Tunnel machen den Weg frei. Ganz gleich, ob Berge, Flüsse, Meere und Seen oder sogar riesige Metropolen: Die unterirdischen Röhren zählen zu den genialen Erfindungen der Menschheit. Sie überwinden scheinbar unüberwindbare Hürden und verkürzen so die Fahrzeit enorm. Kurzum: Ohne sie wären moderne Verkehrskonzepte gar nicht denkbar. Kommen Sie mit auf eine abenteuerliche Reise unter die Erde. Wir zeigen die spektakulärsten Tunnel und werfen einen Blick auf eine nur scheinbar völlig verrückte Idee – eine Untersee-Verbindung zwischen New York und London.
Als Obelix vor über 2000 Jahren vor dem Ärmelkanal stand, sagte er zu seinem kleinen Freund: „Weißt Du, was gut wär‘, Asterix? Ein Verbindungstunnel zwischen Gallien und Britannien. Da wär‘ man auf der Reise vor Regen und Nebel geschützt.“1 Wie recht er doch hatte! In der realen Welt kam Napoleon 1802 auf dieselbe Idee. Allerdings wollte der französische General Großbritannien mit Hilfe eines Tunnels aus dem Hinterhalt überfallen – und schürte damit eine große Furcht. Denn gut 80 Jahre später stoppte die Angst der Briten vor Invasionen das Bauvorhaben, dabei waren sowohl die Insulaner als auch die Franzosen schon 3,5 Kilometer unter den Kanal vorgedrungen.
In den 1980er Jahren sahen die Briten dann doch ein, dass eine direkte Verbindung zum Festland den einen oder anderen Vorteil bietet. Innerhalb von nur sechs Jahren wurde der längste Unterwassertunnel der Welt fertiggestellt. Seit 1994 fahren täglich Autozüge auf der 50,45 Kilometer langen Strecke zwischen Dover und Calais.
Lærdals- und Gotthardtunnel:
Die längsten Tunnel der Welt
Für den Titel des längsten Eisenbahntunnels reicht es dennoch nicht. Diese Ehre sicherten sich im vergangenen Jahr die Schweizer. Der Gotthard-Basistunnel verbindet die Kantone Uri und Tessin und reißt mit einer Länge von 57,1 Kilometer ein gewaltiges Loch in das Gebirgsmassiv. Daneben gibt es noch den Gotthard-Straßentunnel, den jährlich Millionen Autofahrer nutzen. Er darf sich zurecht längster Alpentunnel nennen und durchbohrt das Gotthardmassiv auf einer Länge von 16,9 Kilometer – die Schweizer mögen eben nicht nur ihren Käse löchrig.

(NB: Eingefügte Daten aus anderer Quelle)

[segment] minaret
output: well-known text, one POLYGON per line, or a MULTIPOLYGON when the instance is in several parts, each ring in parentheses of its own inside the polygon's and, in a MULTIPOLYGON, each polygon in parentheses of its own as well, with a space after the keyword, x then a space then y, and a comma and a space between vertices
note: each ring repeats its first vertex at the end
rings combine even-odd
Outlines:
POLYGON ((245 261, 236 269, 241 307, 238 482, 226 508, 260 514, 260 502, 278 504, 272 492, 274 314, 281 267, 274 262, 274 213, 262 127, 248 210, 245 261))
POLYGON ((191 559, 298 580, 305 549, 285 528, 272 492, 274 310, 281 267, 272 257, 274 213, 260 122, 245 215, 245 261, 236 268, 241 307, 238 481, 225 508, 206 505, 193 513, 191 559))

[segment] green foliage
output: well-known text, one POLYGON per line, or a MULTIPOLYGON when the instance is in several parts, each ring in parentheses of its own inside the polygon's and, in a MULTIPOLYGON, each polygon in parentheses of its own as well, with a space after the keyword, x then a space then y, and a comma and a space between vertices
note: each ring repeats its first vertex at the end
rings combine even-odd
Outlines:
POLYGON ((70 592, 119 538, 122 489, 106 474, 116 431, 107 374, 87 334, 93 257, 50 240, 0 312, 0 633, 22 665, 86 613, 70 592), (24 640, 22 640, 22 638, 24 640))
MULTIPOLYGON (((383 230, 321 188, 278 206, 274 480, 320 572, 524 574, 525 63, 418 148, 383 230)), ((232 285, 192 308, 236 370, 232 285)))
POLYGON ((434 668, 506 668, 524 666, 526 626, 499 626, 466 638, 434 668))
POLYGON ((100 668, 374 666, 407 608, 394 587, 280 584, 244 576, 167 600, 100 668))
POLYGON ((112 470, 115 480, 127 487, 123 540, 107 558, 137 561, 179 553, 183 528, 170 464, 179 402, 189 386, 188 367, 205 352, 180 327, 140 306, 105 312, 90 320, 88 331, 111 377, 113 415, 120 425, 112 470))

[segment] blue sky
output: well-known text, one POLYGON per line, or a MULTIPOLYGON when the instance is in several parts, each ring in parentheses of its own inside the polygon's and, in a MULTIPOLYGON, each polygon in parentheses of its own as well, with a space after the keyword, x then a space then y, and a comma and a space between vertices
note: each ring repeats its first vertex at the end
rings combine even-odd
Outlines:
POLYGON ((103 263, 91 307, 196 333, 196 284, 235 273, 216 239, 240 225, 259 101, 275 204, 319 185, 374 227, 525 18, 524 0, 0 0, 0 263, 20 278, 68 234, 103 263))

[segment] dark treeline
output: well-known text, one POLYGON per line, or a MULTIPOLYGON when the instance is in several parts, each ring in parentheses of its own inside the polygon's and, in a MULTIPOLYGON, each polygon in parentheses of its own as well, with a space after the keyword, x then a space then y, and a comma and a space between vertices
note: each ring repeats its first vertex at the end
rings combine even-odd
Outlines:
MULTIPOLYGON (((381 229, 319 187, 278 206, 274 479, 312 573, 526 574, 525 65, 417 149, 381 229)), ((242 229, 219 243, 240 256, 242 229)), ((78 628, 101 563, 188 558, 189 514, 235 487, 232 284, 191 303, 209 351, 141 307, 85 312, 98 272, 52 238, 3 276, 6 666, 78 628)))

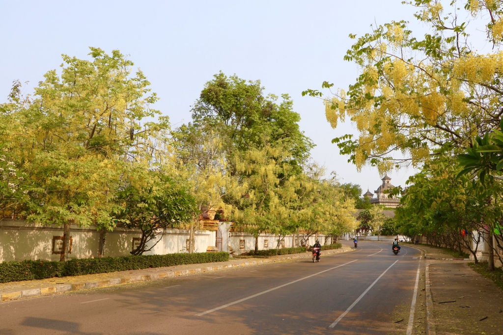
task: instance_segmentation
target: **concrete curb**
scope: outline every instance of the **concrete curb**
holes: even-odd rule
[[[433,257],[425,257],[427,260],[435,260],[435,261],[470,261],[469,258],[435,258]]]
[[[335,251],[335,250],[338,251]],[[324,252],[325,255],[330,254],[343,254],[348,252],[353,251],[353,249],[336,249],[332,250],[326,250]],[[250,266],[252,265],[257,265],[266,263],[276,263],[290,260],[294,260],[299,258],[306,258],[311,257],[311,254],[304,253],[299,254],[297,256],[285,256],[284,257],[279,258],[275,259],[266,259],[263,261],[254,261],[252,262],[244,262],[241,263],[236,264],[228,264],[226,265],[220,265],[213,267],[207,267],[206,268],[199,268],[191,270],[179,270],[177,271],[171,271],[170,272],[162,272],[156,273],[153,275],[147,275],[144,276],[135,276],[131,277],[126,277],[120,278],[115,278],[108,280],[101,281],[88,282],[85,283],[78,283],[76,284],[58,285],[53,286],[47,286],[40,288],[31,289],[29,290],[24,290],[16,292],[4,293],[0,295],[0,302],[4,302],[13,300],[15,299],[22,299],[23,298],[33,298],[34,297],[48,295],[56,293],[62,293],[70,291],[79,291],[81,290],[89,290],[98,287],[106,287],[107,286],[113,286],[115,285],[121,285],[122,284],[128,284],[129,283],[134,283],[135,282],[142,282],[147,280],[155,280],[156,279],[162,279],[176,277],[181,277],[182,276],[188,276],[190,275],[195,275],[202,272],[208,272],[210,271],[216,271],[223,270],[224,269],[232,269],[235,268],[241,268],[243,267]]]
[[[427,264],[425,270],[425,287],[426,292],[426,333],[435,335],[435,319],[433,317],[433,299],[432,296],[431,284],[430,283],[430,264]]]
[[[430,257],[430,256],[427,256],[426,250],[423,248],[420,248],[418,246],[415,246],[415,245],[409,245],[408,244],[405,244],[407,246],[410,246],[411,248],[414,248],[414,249],[417,249],[420,250],[423,253],[425,256],[425,260],[434,260],[435,261],[471,261],[469,258],[438,258],[435,257]]]

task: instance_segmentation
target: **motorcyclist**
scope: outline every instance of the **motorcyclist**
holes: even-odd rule
[[[395,245],[396,245],[398,247],[398,251],[399,252],[400,249],[401,248],[401,247],[400,246],[400,242],[398,240],[398,238],[395,238],[395,240],[393,241],[393,246],[391,247],[392,249],[393,249],[393,247],[394,247]]]
[[[312,247],[313,248],[319,248],[318,250],[316,252],[316,259],[319,258],[319,256],[321,254],[321,244],[319,244],[319,241],[317,239],[316,242],[314,242],[314,245],[312,246]]]

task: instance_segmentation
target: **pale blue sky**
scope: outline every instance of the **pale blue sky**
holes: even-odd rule
[[[350,33],[392,20],[414,21],[401,0],[332,1],[7,1],[0,0],[0,101],[12,81],[29,81],[25,93],[61,54],[87,57],[89,46],[130,55],[160,98],[156,108],[174,126],[190,119],[190,106],[204,84],[222,70],[260,79],[268,93],[288,93],[301,127],[317,146],[312,155],[342,182],[367,186],[380,180],[375,169],[358,173],[330,141],[353,132],[332,129],[320,100],[302,97],[327,80],[347,88],[358,68],[343,57]],[[404,186],[412,173],[389,174]]]

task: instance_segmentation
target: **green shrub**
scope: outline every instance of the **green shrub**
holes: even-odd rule
[[[328,245],[321,245],[321,250],[331,250],[332,249],[340,249],[343,247],[343,245],[340,243],[336,243],[333,244]]]
[[[257,253],[250,250],[248,255],[255,256],[276,256],[278,255],[289,255],[290,254],[300,254],[305,253],[306,248],[301,246],[298,248],[282,248],[281,249],[269,249],[259,250]]]
[[[305,246],[299,246],[297,248],[283,248],[278,250],[278,255],[289,255],[290,254],[301,254],[306,252]]]
[[[161,268],[184,264],[225,262],[228,260],[229,254],[227,253],[220,252],[86,258],[70,260],[66,262],[8,262],[0,263],[0,283],[125,271],[148,268]]]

Doch was die schiere Länge angeht, können sich die Eidgenossen von den Norwegern noch eine Scheibe abschneiden. Der Lærdalstunnel ist mit 24,5 Kilometern der längste Straßentunnel der Welt. Vorteil des 2001 fertiggestellten Bauprojekts: Eine ganzjährige Verbindung zwischen Oslo und dem weit im Norden gelegenen Bergen, das in der Vergangenheit über viele Winter von der Außenwelt nahezu abgeschnitten war. Wer durch den Lærdalstunnel fährt, kann sogar in drei Haltehöhlen rasten und die sonst übliche Fahrzeit von 20 Minuten ausdehnen.

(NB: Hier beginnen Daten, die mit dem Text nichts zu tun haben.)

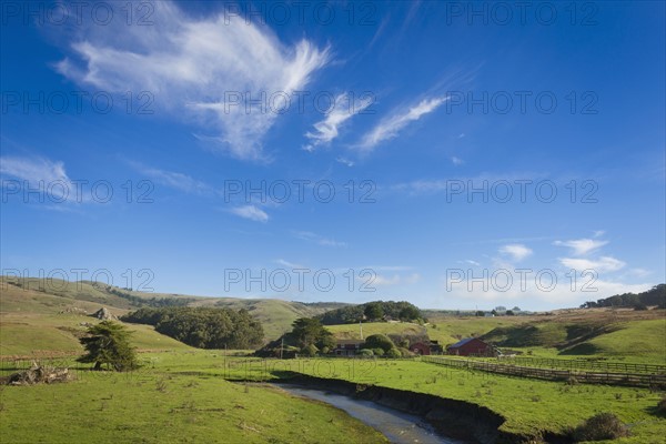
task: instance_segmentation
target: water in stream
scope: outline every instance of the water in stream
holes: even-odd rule
[[[443,437],[418,416],[384,407],[372,401],[354,400],[350,396],[296,385],[280,385],[284,391],[331,404],[350,416],[383,433],[395,444],[461,444],[461,441]]]

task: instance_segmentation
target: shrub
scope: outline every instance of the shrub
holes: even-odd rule
[[[393,360],[402,357],[402,353],[400,352],[400,350],[393,347],[391,350],[389,350],[389,352],[386,352],[386,357],[391,357]]]
[[[357,355],[361,357],[372,357],[374,356],[374,353],[370,349],[363,349],[359,351]]]
[[[400,347],[397,350],[400,351],[400,353],[402,354],[403,357],[412,357],[412,356],[414,356],[414,353],[410,352],[408,349]]]
[[[666,416],[666,396],[662,397],[657,403],[657,414]]]
[[[575,441],[603,441],[628,436],[627,427],[613,413],[597,413],[574,428]]]
[[[316,355],[316,352],[319,352],[319,349],[316,346],[314,346],[313,344],[310,345],[305,345],[303,349],[301,349],[301,354],[303,356],[314,356]]]
[[[395,344],[384,334],[372,334],[365,339],[363,349],[382,349],[384,352],[393,349]]]

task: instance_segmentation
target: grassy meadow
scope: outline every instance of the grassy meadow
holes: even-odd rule
[[[75,363],[80,314],[107,306],[120,315],[128,301],[97,287],[52,294],[0,282],[0,375],[32,359],[69,366],[70,383],[0,386],[0,441],[8,443],[379,443],[374,430],[331,406],[294,397],[265,385],[290,374],[346,380],[423,392],[491,408],[505,418],[502,430],[523,435],[563,433],[598,412],[613,412],[632,435],[617,443],[662,443],[666,417],[657,414],[663,392],[649,389],[536,381],[443,367],[418,360],[260,360],[251,351],[198,350],[127,324],[142,367],[128,374],[91,372]],[[198,301],[196,304],[218,304]],[[282,303],[275,301],[274,303]],[[234,306],[234,300],[220,304]],[[273,303],[273,302],[271,302]],[[229,305],[232,304],[232,305]],[[294,312],[282,303],[264,316],[279,332]],[[271,310],[263,304],[260,310]],[[319,310],[319,309],[317,309]],[[604,359],[665,364],[663,312],[623,310],[556,311],[551,315],[455,317],[428,315],[430,323],[364,323],[363,335],[424,334],[443,345],[483,336],[525,355]],[[337,337],[360,337],[359,324],[327,326]],[[246,381],[253,382],[245,384]],[[350,436],[354,436],[350,441]]]

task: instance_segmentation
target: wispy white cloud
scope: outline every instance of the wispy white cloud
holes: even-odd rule
[[[367,283],[370,287],[373,286],[394,286],[401,284],[415,284],[421,281],[421,275],[418,273],[412,273],[406,276],[401,274],[393,274],[392,276],[384,276],[381,274],[375,274],[372,279],[367,279],[367,276],[359,276],[359,281]]]
[[[316,243],[324,246],[346,246],[346,243],[335,241],[334,239],[325,238],[310,231],[294,231],[293,235],[303,241]]]
[[[3,182],[2,186],[9,193],[26,189],[39,190],[34,199],[28,196],[28,202],[47,203],[48,210],[72,211],[73,203],[91,203],[93,195],[83,189],[82,183],[74,183],[64,170],[64,163],[51,161],[42,157],[0,157],[0,175],[14,178],[20,183]]]
[[[170,186],[186,193],[209,193],[213,191],[212,188],[204,182],[188,174],[144,167],[138,163],[132,163],[132,167],[140,173],[164,186]]]
[[[63,162],[53,162],[44,158],[0,157],[0,174],[31,182],[33,186],[40,181],[62,181],[71,183],[64,171]]]
[[[301,264],[297,264],[297,263],[294,263],[294,262],[290,262],[290,261],[286,261],[284,259],[278,259],[278,260],[275,260],[275,263],[278,263],[278,264],[280,264],[282,266],[290,268],[290,269],[306,269],[305,266],[303,266]]]
[[[148,91],[154,107],[190,118],[215,150],[265,160],[263,139],[287,105],[285,97],[303,90],[327,63],[329,49],[305,39],[285,46],[269,28],[242,17],[193,18],[171,1],[152,4],[150,27],[122,20],[78,27],[73,56],[57,70],[109,92]],[[262,94],[271,109],[251,107]]]
[[[303,147],[303,149],[314,151],[320,145],[330,144],[333,139],[337,138],[342,124],[365,110],[371,103],[371,98],[354,100],[350,94],[339,94],[326,118],[314,124],[315,131],[305,133],[311,143]]]
[[[582,259],[582,258],[563,258],[559,262],[568,268],[577,271],[594,270],[598,273],[610,272],[623,269],[626,263],[610,256],[602,256],[597,260]]]
[[[435,111],[445,98],[423,99],[415,105],[401,108],[392,115],[383,119],[376,127],[369,131],[357,144],[361,151],[370,152],[381,142],[391,140],[400,133],[407,124],[415,122],[423,115]]]
[[[532,250],[521,243],[508,244],[500,248],[500,253],[511,256],[512,260],[519,262],[532,255]]]
[[[256,222],[268,222],[270,219],[265,211],[256,208],[255,205],[235,206],[230,209],[229,212]]]
[[[553,244],[558,246],[568,246],[576,255],[585,255],[606,245],[608,241],[598,241],[594,239],[576,239],[573,241],[555,241]]]
[[[346,159],[346,158],[337,158],[335,159],[339,163],[342,163],[343,165],[347,165],[347,167],[354,167],[354,162]]]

Eine Hamburger Perle: der Alte Elbtunnel
Der Hamburger Elbtunnel beweist zu den Stoßzeiten, dass auch vergleichsweise kurze Distanzen von 3,3 Kilometer ziemlich lang werden können. Als er 1975 eröffnet wurde, entlastete er die im Osten gelegenen Elbbrücken und löste damit ein großes Verkehrsproblem der Hansestadt. Doch bereits nach wenigen Jahren nutzten bereits doppelt so viele Autofahrer das nordische Nadelöhr wie zu Beginn. 2002 wurde sogar eine vierte Röhre freigegeben.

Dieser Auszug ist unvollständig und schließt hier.